Designing your applications specifically to avoid partitioning problems in a distributed system will force you to sacrifice either availability or user experience to retain operational consistency. However, the key term here is “operational” — while latency is a primary concern during normal operations, a failure can quickly make availability the overall priority. So, why not create models for both scenarios?
It may help to frame CAP concepts in both “normal” and “fault” modes, provided that faults in a distributed system are essentially inevitable. This enables you to create two database and microservices implementation models: one that handles normal operation, and another that kicks in during failures. For example, you can design your database to optimize consistency during a partition failure, and then continue to focus on mitigating latency during normal operation.
Applying PACELC to microservices
If we use PACELC rather than “pure CAP” to define databases, we can classify them according to how they make the trades.

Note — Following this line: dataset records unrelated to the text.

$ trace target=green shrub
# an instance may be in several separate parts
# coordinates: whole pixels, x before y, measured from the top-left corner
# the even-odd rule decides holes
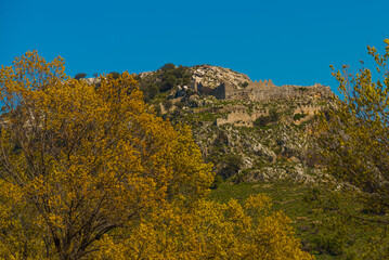
[[[303,114],[303,113],[297,113],[297,114],[295,114],[294,115],[294,117],[293,117],[293,119],[295,120],[295,121],[297,121],[297,120],[300,120],[301,118],[304,118],[307,115],[306,114]]]

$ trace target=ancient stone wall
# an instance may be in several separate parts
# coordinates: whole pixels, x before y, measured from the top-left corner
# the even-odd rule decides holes
[[[217,126],[231,123],[237,127],[254,127],[254,121],[260,116],[268,116],[269,110],[255,110],[251,114],[245,109],[234,110],[226,118],[218,118]]]

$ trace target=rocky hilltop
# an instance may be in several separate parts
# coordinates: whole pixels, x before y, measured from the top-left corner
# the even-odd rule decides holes
[[[166,64],[135,78],[160,116],[192,126],[219,179],[312,182],[321,174],[311,122],[329,105],[329,87],[275,86],[210,65]]]

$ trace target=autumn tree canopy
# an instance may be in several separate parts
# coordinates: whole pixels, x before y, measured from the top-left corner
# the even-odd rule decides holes
[[[360,188],[366,205],[380,212],[389,208],[388,39],[385,44],[384,55],[367,48],[375,69],[362,66],[355,75],[349,66],[334,70],[343,99],[334,101],[317,126],[329,172]]]
[[[156,117],[128,73],[96,88],[27,52],[0,89],[0,258],[310,259],[268,197],[206,200],[191,130]]]

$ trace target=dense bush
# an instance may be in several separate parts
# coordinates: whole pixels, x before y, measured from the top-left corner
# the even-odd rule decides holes
[[[86,77],[87,77],[87,74],[79,73],[79,74],[76,74],[75,79],[81,79],[81,78],[86,78]]]

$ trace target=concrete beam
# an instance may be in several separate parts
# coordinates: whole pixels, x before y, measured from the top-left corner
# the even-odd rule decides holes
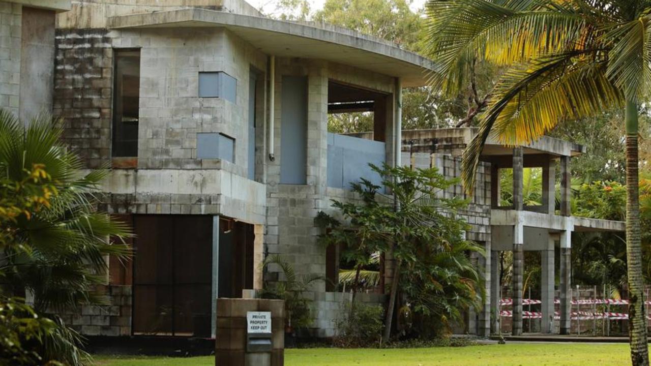
[[[25,7],[30,8],[38,8],[48,10],[54,10],[55,12],[65,12],[70,10],[72,3],[70,0],[3,0],[8,3],[14,4],[21,4]]]

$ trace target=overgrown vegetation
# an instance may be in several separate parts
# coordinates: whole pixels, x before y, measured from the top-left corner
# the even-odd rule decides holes
[[[384,307],[380,305],[367,305],[353,302],[349,309],[340,313],[336,320],[337,333],[333,344],[337,347],[377,347],[384,328]]]
[[[306,298],[303,292],[308,290],[313,283],[322,280],[322,276],[316,274],[298,275],[294,267],[278,255],[268,257],[262,266],[264,268],[275,266],[281,270],[279,274],[282,277],[278,281],[265,282],[262,297],[284,301],[285,332],[294,333],[296,330],[309,328],[314,319],[310,309],[312,301]]]
[[[88,364],[55,312],[103,303],[94,286],[105,283],[104,256],[128,256],[129,231],[95,210],[107,172],[83,174],[49,118],[24,126],[0,109],[0,364]]]
[[[395,260],[383,341],[389,338],[395,309],[404,319],[400,335],[439,335],[449,322],[462,322],[464,309],[477,307],[483,296],[482,278],[470,259],[482,249],[464,238],[468,225],[457,216],[467,203],[442,197],[441,191],[456,181],[436,168],[373,169],[382,186],[362,179],[352,185],[359,200],[334,201],[341,221],[322,214],[320,241],[345,248],[358,274],[374,253]]]

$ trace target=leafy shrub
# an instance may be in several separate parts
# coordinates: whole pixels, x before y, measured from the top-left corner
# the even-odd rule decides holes
[[[380,345],[384,329],[384,308],[379,305],[353,303],[344,317],[337,320],[337,335],[333,342],[339,347],[357,348]]]

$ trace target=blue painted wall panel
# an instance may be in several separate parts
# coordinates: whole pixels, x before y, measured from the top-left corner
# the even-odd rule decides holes
[[[381,166],[386,161],[384,143],[328,134],[327,150],[329,187],[350,189],[360,178],[381,185],[380,175],[368,163]]]
[[[283,76],[281,97],[281,183],[305,184],[307,164],[307,77]]]

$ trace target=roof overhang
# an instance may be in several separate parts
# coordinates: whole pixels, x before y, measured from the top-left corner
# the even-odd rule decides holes
[[[434,63],[390,42],[325,24],[286,21],[203,8],[114,16],[111,29],[223,27],[262,52],[317,59],[401,77],[403,87],[427,83]]]
[[[55,12],[65,12],[70,10],[72,5],[71,0],[7,0],[9,3],[21,4],[31,8],[38,8]]]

- In PACELC terms, relational database management systems and NoSQL databases that implement ACID (atomicity, consistency, isolation, urability) are designed to assure consistency, classifying them as PC/EC. Typical business applications, like human resources apps and ticketing systems, will likely use this model, particularly if there are multiple users using different component instances. Google’s Bigtable database is a good example of this.
- In-memory databases like MongoDB and Hazelcast fit into a PA/EC model, which is best suited for things like e-commerce apps, which need high availability even during network or component failures.
- Real-time applications, such as IoT systems, fit into the PC/EL model that databases like PNUTS provide. This is the case in any application where consistency across replications is critical.
- Database systems based on the PA/EL model, such as Dynamo and Cassandra, are best for real-time applications that don’t experience frequent updates, since consistency will be less of an issue.
Know the tradeoffs
The bottom line is this: It’s critical to know exactly what you’re trading in a PACELC-guided application, and to know which scenarios call for which sacrifice. Here are three things to remember when making your decision:
- Consistency is most valuable where many users update the same data elements.
- Availability is critical for applications involving consumers (who get frustrated easily) and also for some IoT applications.
- Latency is most likely critical for real-time and IoT applications where processing delays must be kept to a minimum.
Make your database choice wisely. Then, design your microservices workflows and framework to ensure you don’t compromise your goals.